Star-delta (wye-delta):

  • Starts in wye, transitions to delta
  • Reduces starting current to ~33% of DOL
  • Common for 50-200 HP motors

Soft starter:

  • Electronic voltage ramping
  • Adjustable starting current
  • Smooth acceleration

Variable frequency drive (VFD):

  • Frequency and voltage control
  • Lowest starting current
  • Speed control capability
  • Highest cost

Starting method affects conductor sizing and protection device selection.

Motor protection and sizing

Motors require special NEC sizing rules:

Conductor sizing:

Branch circuit protection:

  • 2.5× FLC for inverse time breakers
  • 1.75× FLC for time-delay fuses
  • See OCPD sizing

Overload protection:

  • 115-125% of motor FLC
  • Separate from branch circuit protection
  • Protects motor from overheating

Load annotations

After power flow, loads and motors show:

Current:

  • Actual current drawn
  • Compared to rated current for motors

Power:

  • Active power (MW or kW)
  • Reactive power (MVAR or kVAR)

Terminal voltage:

  • Actual voltage at load connection
  • Color-coded if too low (<95%) or too high (>105%)

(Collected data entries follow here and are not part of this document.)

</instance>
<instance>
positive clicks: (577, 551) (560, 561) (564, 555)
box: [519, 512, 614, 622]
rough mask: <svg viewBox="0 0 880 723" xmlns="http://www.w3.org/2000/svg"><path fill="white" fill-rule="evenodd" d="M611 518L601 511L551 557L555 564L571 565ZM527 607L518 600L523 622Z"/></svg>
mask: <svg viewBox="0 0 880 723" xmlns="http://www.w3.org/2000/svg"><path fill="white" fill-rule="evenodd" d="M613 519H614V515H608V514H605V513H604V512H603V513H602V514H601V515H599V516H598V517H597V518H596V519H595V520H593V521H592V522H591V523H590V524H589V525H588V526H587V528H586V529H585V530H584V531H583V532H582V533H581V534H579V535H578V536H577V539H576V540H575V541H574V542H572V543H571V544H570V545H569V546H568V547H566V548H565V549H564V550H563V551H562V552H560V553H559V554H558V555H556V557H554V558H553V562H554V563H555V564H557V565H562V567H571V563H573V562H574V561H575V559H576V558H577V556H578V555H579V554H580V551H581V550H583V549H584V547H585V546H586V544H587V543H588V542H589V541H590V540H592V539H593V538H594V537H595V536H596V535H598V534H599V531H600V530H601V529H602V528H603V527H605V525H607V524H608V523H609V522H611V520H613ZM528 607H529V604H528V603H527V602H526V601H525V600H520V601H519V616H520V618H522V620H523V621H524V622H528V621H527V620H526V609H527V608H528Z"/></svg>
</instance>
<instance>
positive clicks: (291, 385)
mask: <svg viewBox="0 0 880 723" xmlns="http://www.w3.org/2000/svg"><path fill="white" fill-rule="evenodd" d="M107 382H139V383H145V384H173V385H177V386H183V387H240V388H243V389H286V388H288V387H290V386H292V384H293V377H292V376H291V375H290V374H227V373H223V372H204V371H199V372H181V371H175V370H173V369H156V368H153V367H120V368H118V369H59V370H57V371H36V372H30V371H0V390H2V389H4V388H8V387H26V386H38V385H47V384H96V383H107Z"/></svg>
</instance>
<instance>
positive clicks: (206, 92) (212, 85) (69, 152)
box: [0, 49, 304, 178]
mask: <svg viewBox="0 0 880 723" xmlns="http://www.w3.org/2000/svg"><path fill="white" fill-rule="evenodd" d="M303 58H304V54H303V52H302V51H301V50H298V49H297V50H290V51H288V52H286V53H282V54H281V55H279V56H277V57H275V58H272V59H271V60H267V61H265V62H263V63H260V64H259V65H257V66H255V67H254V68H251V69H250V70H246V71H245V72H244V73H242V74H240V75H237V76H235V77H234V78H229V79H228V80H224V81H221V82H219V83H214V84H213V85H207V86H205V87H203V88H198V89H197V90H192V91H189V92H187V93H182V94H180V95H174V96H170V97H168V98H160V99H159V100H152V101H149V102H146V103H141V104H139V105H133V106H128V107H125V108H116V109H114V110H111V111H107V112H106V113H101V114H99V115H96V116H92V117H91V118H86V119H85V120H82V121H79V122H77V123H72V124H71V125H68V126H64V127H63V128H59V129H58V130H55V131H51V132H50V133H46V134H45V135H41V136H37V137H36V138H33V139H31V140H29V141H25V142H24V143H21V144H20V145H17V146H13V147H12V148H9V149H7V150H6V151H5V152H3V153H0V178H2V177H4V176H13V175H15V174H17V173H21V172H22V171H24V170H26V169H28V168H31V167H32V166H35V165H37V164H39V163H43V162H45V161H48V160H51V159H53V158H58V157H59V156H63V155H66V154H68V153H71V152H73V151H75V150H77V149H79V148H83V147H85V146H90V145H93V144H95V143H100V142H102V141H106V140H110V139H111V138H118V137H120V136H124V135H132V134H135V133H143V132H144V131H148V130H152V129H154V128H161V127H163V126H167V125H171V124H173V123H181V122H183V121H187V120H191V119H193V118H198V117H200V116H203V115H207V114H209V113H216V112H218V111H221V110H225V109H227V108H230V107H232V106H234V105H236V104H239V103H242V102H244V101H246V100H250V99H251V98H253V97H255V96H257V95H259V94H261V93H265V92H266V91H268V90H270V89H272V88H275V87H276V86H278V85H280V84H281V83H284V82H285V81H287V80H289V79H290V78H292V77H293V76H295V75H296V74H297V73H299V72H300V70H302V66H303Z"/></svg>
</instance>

Low terminal voltage causes motors to overheat and fail to develop rated torque.

Voltage rating

Specify nominal equipment voltage:

Common VoltagesApplication
120VLighting, receptacles
208VSmall equipment, 3-phase lighting
240VResidential/commercial equipment
480VIndustrial motors, large equipment
600VIndustrial, Canadian systems

Equipment can typically operate ±10% of rated voltage, but performance degrades outside ±5%.